[Bug]: NaN in PyTorch SDPA on RTX5080

Model Series

Qwen3

What are the models used?

Qwen3-0.6B

What is the scenario where the problem happened?

使用原生torch进行训练和推理

Is this a known issue?

I have followed the GitHub README.
I have checked the Qwen documentation and cannot find an answer there.
I have checked the documentation of the related framework and cannot find useful information.
I have searched the issues and there is not a similar one.

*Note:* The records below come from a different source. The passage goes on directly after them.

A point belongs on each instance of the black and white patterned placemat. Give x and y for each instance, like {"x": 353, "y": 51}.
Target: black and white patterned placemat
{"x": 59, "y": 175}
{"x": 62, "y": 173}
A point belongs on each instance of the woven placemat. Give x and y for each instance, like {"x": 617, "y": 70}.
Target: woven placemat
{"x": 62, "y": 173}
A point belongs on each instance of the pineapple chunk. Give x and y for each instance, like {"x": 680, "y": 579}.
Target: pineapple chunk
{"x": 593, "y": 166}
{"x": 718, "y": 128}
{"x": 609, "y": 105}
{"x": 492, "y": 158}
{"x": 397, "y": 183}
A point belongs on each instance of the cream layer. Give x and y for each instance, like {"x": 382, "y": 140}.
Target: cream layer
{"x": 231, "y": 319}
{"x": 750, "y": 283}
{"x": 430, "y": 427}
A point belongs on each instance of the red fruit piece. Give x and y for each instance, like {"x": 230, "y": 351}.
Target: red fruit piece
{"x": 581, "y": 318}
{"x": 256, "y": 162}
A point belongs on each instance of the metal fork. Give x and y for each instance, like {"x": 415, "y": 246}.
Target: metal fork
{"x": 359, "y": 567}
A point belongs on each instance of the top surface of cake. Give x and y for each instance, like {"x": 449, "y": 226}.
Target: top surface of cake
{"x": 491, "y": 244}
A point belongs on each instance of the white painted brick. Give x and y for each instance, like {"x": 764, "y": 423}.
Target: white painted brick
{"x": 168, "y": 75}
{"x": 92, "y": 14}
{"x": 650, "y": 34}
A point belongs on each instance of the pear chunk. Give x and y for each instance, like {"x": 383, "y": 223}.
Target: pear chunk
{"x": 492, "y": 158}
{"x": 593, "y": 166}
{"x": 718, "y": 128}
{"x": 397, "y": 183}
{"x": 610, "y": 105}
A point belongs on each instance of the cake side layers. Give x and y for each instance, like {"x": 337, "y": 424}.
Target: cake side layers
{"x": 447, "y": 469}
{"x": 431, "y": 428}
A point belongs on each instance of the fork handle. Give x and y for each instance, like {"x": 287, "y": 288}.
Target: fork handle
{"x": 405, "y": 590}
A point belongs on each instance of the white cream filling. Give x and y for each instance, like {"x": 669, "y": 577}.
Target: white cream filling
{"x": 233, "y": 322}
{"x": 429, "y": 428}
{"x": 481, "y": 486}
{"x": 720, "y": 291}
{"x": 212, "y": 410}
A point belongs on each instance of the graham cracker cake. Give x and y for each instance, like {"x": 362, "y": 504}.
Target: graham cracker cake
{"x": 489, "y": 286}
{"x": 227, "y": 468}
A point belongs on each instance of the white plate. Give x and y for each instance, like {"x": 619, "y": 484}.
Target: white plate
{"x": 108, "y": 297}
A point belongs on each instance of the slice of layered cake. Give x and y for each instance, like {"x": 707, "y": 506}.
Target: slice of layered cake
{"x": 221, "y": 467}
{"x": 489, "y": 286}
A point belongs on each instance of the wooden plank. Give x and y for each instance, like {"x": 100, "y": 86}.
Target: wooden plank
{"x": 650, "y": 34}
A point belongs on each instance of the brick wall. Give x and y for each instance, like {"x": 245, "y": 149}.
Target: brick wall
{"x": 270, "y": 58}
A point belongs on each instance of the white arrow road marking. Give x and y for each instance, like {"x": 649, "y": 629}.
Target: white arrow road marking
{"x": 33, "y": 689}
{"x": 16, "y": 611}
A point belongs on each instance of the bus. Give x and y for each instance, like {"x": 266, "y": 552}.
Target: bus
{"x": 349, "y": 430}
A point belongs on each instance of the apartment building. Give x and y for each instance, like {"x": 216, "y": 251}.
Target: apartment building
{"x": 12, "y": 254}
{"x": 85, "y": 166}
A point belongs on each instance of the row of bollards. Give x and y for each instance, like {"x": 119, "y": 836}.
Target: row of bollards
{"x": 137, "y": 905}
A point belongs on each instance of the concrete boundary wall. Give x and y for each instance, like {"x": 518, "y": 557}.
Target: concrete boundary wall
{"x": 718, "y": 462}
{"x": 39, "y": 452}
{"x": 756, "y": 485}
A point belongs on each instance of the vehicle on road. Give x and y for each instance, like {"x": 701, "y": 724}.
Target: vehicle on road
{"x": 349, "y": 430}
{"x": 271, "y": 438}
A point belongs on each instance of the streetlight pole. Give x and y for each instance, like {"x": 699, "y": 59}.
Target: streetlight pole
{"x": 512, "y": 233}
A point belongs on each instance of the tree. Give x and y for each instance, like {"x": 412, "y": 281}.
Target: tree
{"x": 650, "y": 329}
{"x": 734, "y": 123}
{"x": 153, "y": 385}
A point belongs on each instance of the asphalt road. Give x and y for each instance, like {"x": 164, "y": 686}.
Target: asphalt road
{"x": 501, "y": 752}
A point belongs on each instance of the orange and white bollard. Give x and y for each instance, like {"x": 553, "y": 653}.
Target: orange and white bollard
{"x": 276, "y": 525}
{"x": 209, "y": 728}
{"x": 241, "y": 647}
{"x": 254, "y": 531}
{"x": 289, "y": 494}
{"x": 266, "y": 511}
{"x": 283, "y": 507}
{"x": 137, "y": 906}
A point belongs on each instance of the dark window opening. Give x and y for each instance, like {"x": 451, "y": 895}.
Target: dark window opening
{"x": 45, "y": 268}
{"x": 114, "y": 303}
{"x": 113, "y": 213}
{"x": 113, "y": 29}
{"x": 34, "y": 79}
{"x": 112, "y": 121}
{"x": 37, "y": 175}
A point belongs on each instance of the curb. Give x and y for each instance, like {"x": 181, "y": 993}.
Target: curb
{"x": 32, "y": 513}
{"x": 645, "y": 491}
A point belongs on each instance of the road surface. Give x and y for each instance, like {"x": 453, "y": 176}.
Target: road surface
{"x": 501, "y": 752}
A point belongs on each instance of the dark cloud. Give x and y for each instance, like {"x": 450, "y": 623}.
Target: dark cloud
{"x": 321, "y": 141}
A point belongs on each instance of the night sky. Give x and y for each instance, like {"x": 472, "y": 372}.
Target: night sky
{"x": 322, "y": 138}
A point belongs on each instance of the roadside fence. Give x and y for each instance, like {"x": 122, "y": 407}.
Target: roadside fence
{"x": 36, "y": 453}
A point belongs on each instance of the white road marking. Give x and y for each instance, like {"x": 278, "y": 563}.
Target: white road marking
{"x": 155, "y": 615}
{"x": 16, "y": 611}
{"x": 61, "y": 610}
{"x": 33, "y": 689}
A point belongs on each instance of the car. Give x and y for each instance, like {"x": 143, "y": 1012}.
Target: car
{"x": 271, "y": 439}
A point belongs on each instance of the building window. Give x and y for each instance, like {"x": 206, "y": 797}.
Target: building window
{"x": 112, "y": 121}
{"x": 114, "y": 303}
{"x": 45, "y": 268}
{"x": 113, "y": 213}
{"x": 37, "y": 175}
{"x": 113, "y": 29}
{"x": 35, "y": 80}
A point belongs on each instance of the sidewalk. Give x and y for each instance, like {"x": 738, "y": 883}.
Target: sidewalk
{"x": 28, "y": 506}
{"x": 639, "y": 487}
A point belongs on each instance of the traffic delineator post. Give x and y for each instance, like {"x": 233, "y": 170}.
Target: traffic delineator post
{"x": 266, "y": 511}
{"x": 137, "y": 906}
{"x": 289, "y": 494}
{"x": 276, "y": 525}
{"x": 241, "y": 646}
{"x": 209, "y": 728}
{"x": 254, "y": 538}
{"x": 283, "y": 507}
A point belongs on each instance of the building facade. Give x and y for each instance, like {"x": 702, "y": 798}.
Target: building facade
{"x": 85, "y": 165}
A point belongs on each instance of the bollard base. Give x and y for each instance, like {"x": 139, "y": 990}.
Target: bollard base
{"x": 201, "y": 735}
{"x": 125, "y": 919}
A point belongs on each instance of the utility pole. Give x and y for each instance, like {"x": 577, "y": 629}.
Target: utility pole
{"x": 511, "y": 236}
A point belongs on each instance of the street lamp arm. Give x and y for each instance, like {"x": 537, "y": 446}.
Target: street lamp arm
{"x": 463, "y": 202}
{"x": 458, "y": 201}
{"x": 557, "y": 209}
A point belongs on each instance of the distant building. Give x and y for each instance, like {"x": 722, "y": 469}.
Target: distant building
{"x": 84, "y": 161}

Information about environment

python 3.12
显卡 : RTX5080 单张
CUDA Version: 12.9
torch==2.7.0+cu128
transformers==4.51.3

Log output

2.7.0+cu128
4.51.3
C:\actions-runner\_work\pytorch\pytorch\pytorch\aten\src\ATen\native\cuda\TensorCompare.cu:112: block: [0,0,0], thread: [0,0,0] Assertion `input[0] != 0` failed.
Traceback (most recent call last):
  File "D:\PycharmProjects\Qwen3\bug_report.py", line 48, in <module>
    output_ids = model.generate(**inputs, max_new_tokens=120)
                 ^^^^^^^^^^^^^^^^^^^^^^^^^^^^^^^^^^^^^^^^^^^^
  File "D:\anaconda3\Lib\site-packages\torch\utils\_contextlib.py", line 116, in decorate_context
    return func(*args, **kwargs)
           ^^^^^^^^^^^^^^^^^^^^^
  File "D:\anaconda3\Lib\site-packages\transformers\generation\utils.py", line 2465, in generate
    result = self._sample(
             ^^^^^^^^^^^^^
  File "D:\anaconda3\Lib\site-packages\transformers\generation\utils.py", line 3476, in _sample
    next_tokens = torch.multinomial(probs, num_samples=1).squeeze(1)
                  ^^^^^^^^^^^^^^^^^^^^^^^^^^^^^^^^^^^^^^^
RuntimeError: CUDA error: device-side assert triggered
Compile with `TORCH_USE_CUDA_DSA` to enable device-side assertions.

Description

Steps to reproduce

This happens to Qwen3-0.6B and Qwen3-1.7B（其余未测试）.
The problem can be reproduced with the following steps:

运行以下代码

import warnings

import transformers

warnings.filterwarnings("ignore", category=FutureWarning)
warnings.filterwarnings("ignore", message="Failed to load image Python extension.*")

import torch

from transformers import AutoModelForCausalLM, AutoTokenizer, get_scheduler
from transformers.models.qwen2.tokenization_qwen2_fast import Qwen2TokenizerFast
from transformers.models.qwen3.modeling_qwen3 import Qwen3ForCausalLM

from torch.optim import Adam
import os


if __name__ == '__main__':
    print(torch.__version__)
    print(transformers.__version__)

    os.environ['CUDA_LAUNCH_BLOCKING'] = '1'
    model_name = "../dl_models/Qwen3-0.6B" # local
    device = "cuda" if torch.cuda.is_available() else "cpu"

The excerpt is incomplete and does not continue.